Most people don't read a book in one sitting. They stop reading during 'lulls', so that they aren't confused when they return to the book later. Ideally, they only do this during chapter breaks. Heck, that's pretty much why chapters were invented.
But if you have a 'lull' in your manuscript, there is a greater chance that they will stop there. And because the book wasn't exciting when they left, they won't be excited to return. If someone doesn't finish a book, their most common excuse is, 'I just couldn't get through the whole thing' or, 'I guess I just never picked it back up again.' This is entirely because the pacing was bad, if even for a single scene.
Pacing is the speed at which events happen in your novel. When I say 'events', I mean the important ones. If you are describing your protagonist brush his teeth or find his keys, those aren't events. Those are actions. A story is composed of events, and if your book does not revolve around them, your pacing will suffer. Your book will be called slow or tedious. Books with a slow pacing tend to have an excess of description or (even worse) useless prose.

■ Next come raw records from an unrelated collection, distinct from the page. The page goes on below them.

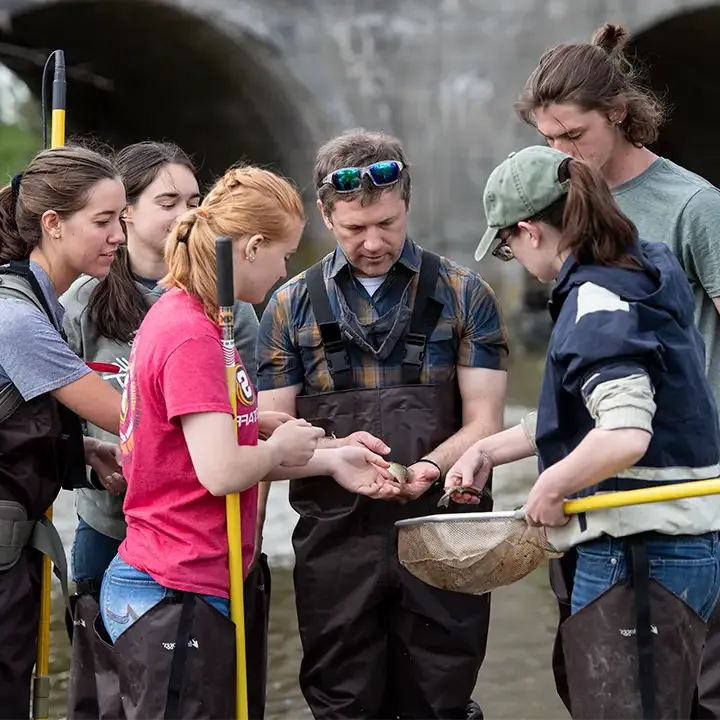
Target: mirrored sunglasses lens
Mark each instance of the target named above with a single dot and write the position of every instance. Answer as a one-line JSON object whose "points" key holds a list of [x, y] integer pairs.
{"points": [[346, 180], [385, 173], [503, 252]]}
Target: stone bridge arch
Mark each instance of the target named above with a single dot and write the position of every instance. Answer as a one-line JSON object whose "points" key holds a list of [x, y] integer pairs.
{"points": [[141, 69]]}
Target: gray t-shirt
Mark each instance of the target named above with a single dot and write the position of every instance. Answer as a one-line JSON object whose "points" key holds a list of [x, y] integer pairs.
{"points": [[33, 355], [670, 204]]}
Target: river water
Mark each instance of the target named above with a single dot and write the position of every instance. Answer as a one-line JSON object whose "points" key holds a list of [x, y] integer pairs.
{"points": [[515, 682]]}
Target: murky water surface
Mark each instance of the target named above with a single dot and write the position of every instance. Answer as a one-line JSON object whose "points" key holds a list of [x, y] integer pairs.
{"points": [[515, 682]]}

This isn't to say that your book should throw events at your reader at a machine gun's pace. Pace can be too fast as well. If things happen so quickly that the reader never has a time to reflect on the events, the pacing is too fast. Character development is stunted because nothing has any depth. You're glazing over everything because you don't have time to present anything but the action of the novel.
Think of it like fishing. (Note: this is likely the ONLY time you will see a fishing metaphor on this blog.) If you just let the hook sit there, unmoving, the fish won't be interested. You have to reel it in slightly, so the bait looks like it's alive. But you can't crank the line in rapidly (or worse, start the motorboat), because then the fish can't catch it. Without proper pacing, you won't hook the reader.
A common misconception is that pacing is directly proportional to length. People see a 1000-page novel and think, 'That doorstop is going to be so tedious to read.' However, a 1000-page novel with good pacing will read faster than a 200-page novel with bad pacing. I've fallen asleep during books that were less than 150 pages long. Consider the following two passages:
Passage 1:
Joseph glanced at his watch, a golden heirloom given to him by his father. It was a quarter past seven, and on Friday evenings like tonight, such a time was a valuable commodity. All around him, couples chatted over baskets of bread and gazed into each other's eyes. Perhaps they were in love. Perhaps they belonged to marriages that hung by a single heartstring. Or perhaps they were only one-night-stands, dressed up as something more in order to impress or deceive. Joseph should have been part of that social dance, but he wasn't. Not now. Not yet. She was late.
Passage 2:
Joseph rose from his table and stormed out of the restaurant. She was late, and he wasn't going to waste his evening waiting for her. He hailed a cab and gave the driver her address. He was at her front door within minutes. He didn’t bother knocking; he flung the door open and shouted for her, furious. He nearly slipped on the pool of blood oozing across the floor. She lay at the bottom of the stairs, unmoving. Looking up, Joseph saw a man in a ski mask pointing a gun at him. The muzzle flashed, and everything went black.
Each of these passages is exactly 100 words long, but clearly the first one has a slow pace, and the second one has a fast pace.
The trick is to find the right balance of pacing so that your reader is always interested, but never overwhelmed. Both slow pacing and fact pacing are exhausting to the reader. Paradoxically, if pacing is too fast, nothing carries any weight, and everything reads like a blunt description. As a result, readers might tell you that a portion of your book is too slow, when in reality it's too fast!
It's hard to figure out if your pacing is too fast or slow. The easiest way is to have someone else look at it. Failing that, though, here are things to look out for:
Slow pacing tends to occur during:
- Excessive description
- Flowery Prose
- Any time the characters are 'waiting' for something to happen
- During the setup of a scene
- Inner monologue
- 'Talking heads' dialogue
Fast pacing tends to occur during:
- Scenes with multiple 'events'
- Descriptions where the author hasn't done enough research
- Transitions from one 'important' scene to another
- The setup for a scene the writer really wanted to get to
- Any time a lot of concepts/characters are introduced at once
As I said, pacing tends to get overlooked by a lot of writers, but it is the primary reason readers will put your book down. Ensure that your book has proper pacing (especially in your opening chapters), and you'll hook the reader and keep them hooked.
1 comments:
Interesting post.
Given a choice, I'd read the book with Passage 2, though it's hard to care when Joseph gets shot. And all those sentences beginning 'He'...
I quite consciously try to give every scene something to keep the reader happy, preferably several somethings (don't know if I succeed) because myself I only ever read for entertainment. I can remember from schooldays how stultifying it is to have to read a boring book.